Hiei muttered out something indecipherable, his mouth moving incoherently.
"I-I can't hear you," Botan said, her voice becoming a little clearer and a little louder.
Then Shizuru heard a sound that made the blood in her veins turn bitterly cold.
"Who are you talking to?"
It was the Lure, but it had spoken not in its true voice, but rather in the voice of that sweet little girl it disguised itself as.
"Dirty, cheating bastard…" Yusuke grumbled.
"I can't hear you, Hiei!" Botan said suddenly.
Shizuru started to feel hopeful at her response, hopeful that it meant the connection Hiei had made with her was now stronger than the one the Lure had to her.
"It's just a film," the Lure said, in that cute little girl voice that so defied its true appearance. "No-one on that screen can hear you."
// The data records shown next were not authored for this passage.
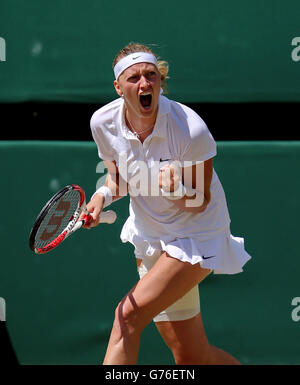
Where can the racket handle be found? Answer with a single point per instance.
(108, 216)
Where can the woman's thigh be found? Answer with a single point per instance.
(167, 281)
(186, 339)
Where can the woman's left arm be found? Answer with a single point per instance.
(197, 177)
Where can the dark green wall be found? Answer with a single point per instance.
(60, 305)
(218, 51)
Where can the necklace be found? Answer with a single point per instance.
(135, 133)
Hiei muttered out a string of nonsense, his tone desperate, ragged and pathetic.
"I can't!" Botan answered him, her voice suddenly alarmingly clear. "You're on the other side! I can't reach you!"
"You're hallucinating, Botan," the Lure said.
"This bastard…" Yusuke complained through clenched teeth.
The entire group gasped or yelped as Hiei suddenly, rigidly, lifted one arm, his clawed hand stopping right in front of Botan's face, and Botan responded by opening her eyes. Her eyes were that same, dilated way they were when she was under the Lure's thrall, but they seemed to be trying to focus onto Hiei's hand before them.
"If you can see my hand, take it!" Hiei said, his voice thick and wavering, sounding as though his throat was filled with blood: which it possibly was, given his current physical condition. "Take it now!"
The Lure screamed, the sound sending birds into the air from the trees around the grounds of the temple, as one of Botan's arms began stretching and breaking out of the webbing around her. She moved her arm in a strange, sluggish way, ultimately placing her hand loosely into Hiei's, still held out to her. Her fingers remained limp, but Hiei clamped his hand closed around hers, and began to pull at her, leaning back far enough that he began to drag himself down the length of the Lure's fingers. Botan finally wrapped her fingers closed around Hiei's hand, but as soon as she did so, a frown appeared on her face.
"You're hurt," she said.
"If you can feel that, you can swim to the surface!" Hiei answered her.
Botan looked confused – or at least, as confused as it was possible for her to look in her current state – but her entire body began to wriggle around inside the webbing and the Lure began to look clearly panicked. Shizuru tensed herself, readied herself to run, readied herself to chase the Lure again.
"Faster, woman!" Hiei cried desperately.
The webbing around Botan began to creak and moan, and flickers of light could be seen from within it, little sparks of Botan's energy. The group watching began to cheer and gather closer as the webbing began snapping, breaking, as though Botan would shortly break out of it entirely. Botan's body twitched and lurched and Hiei used her hand to pull himself closer to her, both of them swinging in the air as some of the webbing behind Botan broke away. A strange look passed over Botan's already strange face and suddenly she wretched up a mouthful of grey slime, spraying it over Hiei's face. He winced and she coughed a few times before speaking again.
"Sorry," she said weakly.
"Idiot!" Hiei snapped back at her. "Do you have any idea how close you came to hitting the bottom?"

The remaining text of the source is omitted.